Just arrived. Designed uniquely for Iron Will Smoked Meats & Cheese. It was an Ohio Craftsman's first attempt at anything like this. We are very pleased...













Iron Will Branding Iron.JPG



__ stonebriar
__ Aug 14, 2012


















IRON WILL SMOKED MEATS & CHEESE LOGO.jpg



__ stonebriar
__ Aug 14, 2012


----------



## smokinhusker (Aug 15, 2012)

Nice!


----------



## sipp (Aug 15, 2012)

That thing is cool.
What are your plans for it?
I think it would be cool to brand a big piece of smoked meat and carve on a serving line in a catering situation.
Shave off some bark to expose the smoke ring and brand the pink area.


----------



## stonebriar (Aug 15, 2012)

Thank you.

My Son, Will, and I are not certain what to do w/ it? We do not sell our smoked meats and cheese, we are not a restaurant, we do not cater, we do not compete - we are simply a backyard Father/Son Team that enjoy pure stick burning and learning together the art of smoking foods...
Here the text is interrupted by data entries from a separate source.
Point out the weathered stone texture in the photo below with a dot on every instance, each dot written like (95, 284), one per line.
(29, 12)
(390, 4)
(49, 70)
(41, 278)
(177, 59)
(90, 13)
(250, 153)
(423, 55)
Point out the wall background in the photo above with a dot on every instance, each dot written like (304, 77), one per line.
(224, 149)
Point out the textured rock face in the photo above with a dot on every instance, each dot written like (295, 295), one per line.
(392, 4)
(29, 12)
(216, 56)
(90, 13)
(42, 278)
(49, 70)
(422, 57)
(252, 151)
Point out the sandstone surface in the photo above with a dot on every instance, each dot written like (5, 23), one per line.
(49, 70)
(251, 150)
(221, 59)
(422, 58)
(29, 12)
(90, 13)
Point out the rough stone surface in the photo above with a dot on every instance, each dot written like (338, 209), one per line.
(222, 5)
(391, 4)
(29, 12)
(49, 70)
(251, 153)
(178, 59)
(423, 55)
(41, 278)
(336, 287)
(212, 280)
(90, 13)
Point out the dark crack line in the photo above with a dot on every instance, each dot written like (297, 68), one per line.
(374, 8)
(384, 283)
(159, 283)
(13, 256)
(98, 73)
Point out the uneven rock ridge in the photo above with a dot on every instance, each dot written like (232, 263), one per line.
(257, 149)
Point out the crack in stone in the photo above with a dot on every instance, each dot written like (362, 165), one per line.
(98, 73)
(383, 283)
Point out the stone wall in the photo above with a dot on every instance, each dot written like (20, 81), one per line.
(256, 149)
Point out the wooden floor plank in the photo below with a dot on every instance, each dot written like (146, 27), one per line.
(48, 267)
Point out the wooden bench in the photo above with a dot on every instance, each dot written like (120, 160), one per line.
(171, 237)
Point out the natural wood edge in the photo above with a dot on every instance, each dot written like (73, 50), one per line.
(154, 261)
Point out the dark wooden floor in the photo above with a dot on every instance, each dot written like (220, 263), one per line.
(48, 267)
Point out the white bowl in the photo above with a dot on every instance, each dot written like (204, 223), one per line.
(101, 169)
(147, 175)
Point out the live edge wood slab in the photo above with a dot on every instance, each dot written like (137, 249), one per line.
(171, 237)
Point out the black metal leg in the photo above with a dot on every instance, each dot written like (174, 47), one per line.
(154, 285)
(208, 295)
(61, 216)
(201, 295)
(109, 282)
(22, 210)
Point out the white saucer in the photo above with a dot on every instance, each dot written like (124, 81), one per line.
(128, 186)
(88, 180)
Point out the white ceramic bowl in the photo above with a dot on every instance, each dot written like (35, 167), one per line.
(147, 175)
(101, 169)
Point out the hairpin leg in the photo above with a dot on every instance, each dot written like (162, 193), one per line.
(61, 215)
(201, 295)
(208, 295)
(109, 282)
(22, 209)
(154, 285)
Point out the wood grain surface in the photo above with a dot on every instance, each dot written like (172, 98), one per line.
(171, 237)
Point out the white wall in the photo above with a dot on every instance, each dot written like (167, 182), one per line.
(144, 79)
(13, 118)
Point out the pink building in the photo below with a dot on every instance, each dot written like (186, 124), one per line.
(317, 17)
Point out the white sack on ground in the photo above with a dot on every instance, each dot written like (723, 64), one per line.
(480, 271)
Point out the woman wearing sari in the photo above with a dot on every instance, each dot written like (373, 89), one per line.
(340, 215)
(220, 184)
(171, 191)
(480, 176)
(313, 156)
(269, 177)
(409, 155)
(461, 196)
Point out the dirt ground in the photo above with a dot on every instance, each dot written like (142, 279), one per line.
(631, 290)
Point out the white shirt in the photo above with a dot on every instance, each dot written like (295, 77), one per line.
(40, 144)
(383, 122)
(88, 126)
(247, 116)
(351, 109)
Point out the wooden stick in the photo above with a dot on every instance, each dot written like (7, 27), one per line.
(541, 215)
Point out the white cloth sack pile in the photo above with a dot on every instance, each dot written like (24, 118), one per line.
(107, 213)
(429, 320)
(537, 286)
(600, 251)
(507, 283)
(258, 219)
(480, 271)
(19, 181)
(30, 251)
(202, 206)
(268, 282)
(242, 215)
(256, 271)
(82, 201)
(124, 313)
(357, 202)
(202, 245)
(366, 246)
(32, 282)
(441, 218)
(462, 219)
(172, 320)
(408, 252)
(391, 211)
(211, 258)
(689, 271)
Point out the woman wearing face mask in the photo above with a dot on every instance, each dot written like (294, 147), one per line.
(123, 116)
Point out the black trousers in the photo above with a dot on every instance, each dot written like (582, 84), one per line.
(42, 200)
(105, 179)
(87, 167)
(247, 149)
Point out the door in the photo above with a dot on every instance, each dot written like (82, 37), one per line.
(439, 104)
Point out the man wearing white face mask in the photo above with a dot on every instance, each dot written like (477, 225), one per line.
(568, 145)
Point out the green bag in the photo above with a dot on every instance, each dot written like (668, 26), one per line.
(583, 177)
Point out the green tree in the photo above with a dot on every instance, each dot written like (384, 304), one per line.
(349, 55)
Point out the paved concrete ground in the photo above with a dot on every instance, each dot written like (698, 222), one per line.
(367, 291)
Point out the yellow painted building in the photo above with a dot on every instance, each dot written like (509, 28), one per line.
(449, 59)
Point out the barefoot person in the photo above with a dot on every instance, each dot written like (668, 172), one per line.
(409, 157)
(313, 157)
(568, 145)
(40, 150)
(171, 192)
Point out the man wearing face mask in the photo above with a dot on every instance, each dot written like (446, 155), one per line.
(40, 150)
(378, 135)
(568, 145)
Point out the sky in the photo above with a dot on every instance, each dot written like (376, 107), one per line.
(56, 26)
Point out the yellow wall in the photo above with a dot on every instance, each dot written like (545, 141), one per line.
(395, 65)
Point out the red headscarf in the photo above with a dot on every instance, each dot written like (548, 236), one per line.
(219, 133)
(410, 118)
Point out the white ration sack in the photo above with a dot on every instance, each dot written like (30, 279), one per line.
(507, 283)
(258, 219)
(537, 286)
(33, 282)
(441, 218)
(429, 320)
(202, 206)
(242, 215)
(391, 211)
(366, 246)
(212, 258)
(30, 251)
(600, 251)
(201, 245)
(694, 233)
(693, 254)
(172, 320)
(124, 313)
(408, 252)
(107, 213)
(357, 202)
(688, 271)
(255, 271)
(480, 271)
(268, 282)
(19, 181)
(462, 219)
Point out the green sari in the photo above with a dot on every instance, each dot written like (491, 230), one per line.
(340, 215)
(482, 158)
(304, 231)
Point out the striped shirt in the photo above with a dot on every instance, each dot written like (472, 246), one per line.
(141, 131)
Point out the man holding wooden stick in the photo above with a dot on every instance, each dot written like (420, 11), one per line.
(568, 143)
We have considered just hanging it off of the smoker for decoration and using it on occasional meats. We are requesting the Craftsman to fashion us another full sized cowboy version made of stainless steel. Just a conversation piece. He also sent us three small R (rare), M (medium), and W (well) branding irons for steaks w/ just a finger hole for a handle. This young couple in Ohio do excellent work.

Glad you like it!


----------



## frosty (Aug 15, 2012)

Beautiful work!  That's as nice as any I have seen here in Houston, if not nicer!  Excellent craftsmanship.


----------



## jim t (Oct 16, 2012)

Nice looking piece of gear.  Don't suppose that you would like to share the contact information for your Ohio craftsman?  Or did he do it as a personal favor and not want to get into the comercial side of making irons?


----------



## scarbelly (Oct 16, 2012)

That is very cool - have lots of fun with it


----------



## roller (Oct 16, 2012)

Cool !


----------



## stonebriar (Oct 16, 2012)

I will be happy to share the contact information w/ you. They will be thrilled to hear from you! Due to distance, I have not met this young couple, yet will always give them my work. He is a master craftsman and would like to commercialize his skills. He is willing to create special orders as we were his first. He can even create out of stainless. We will engage him to design a full size "cowboy version" for us. Message me for contact information...


----------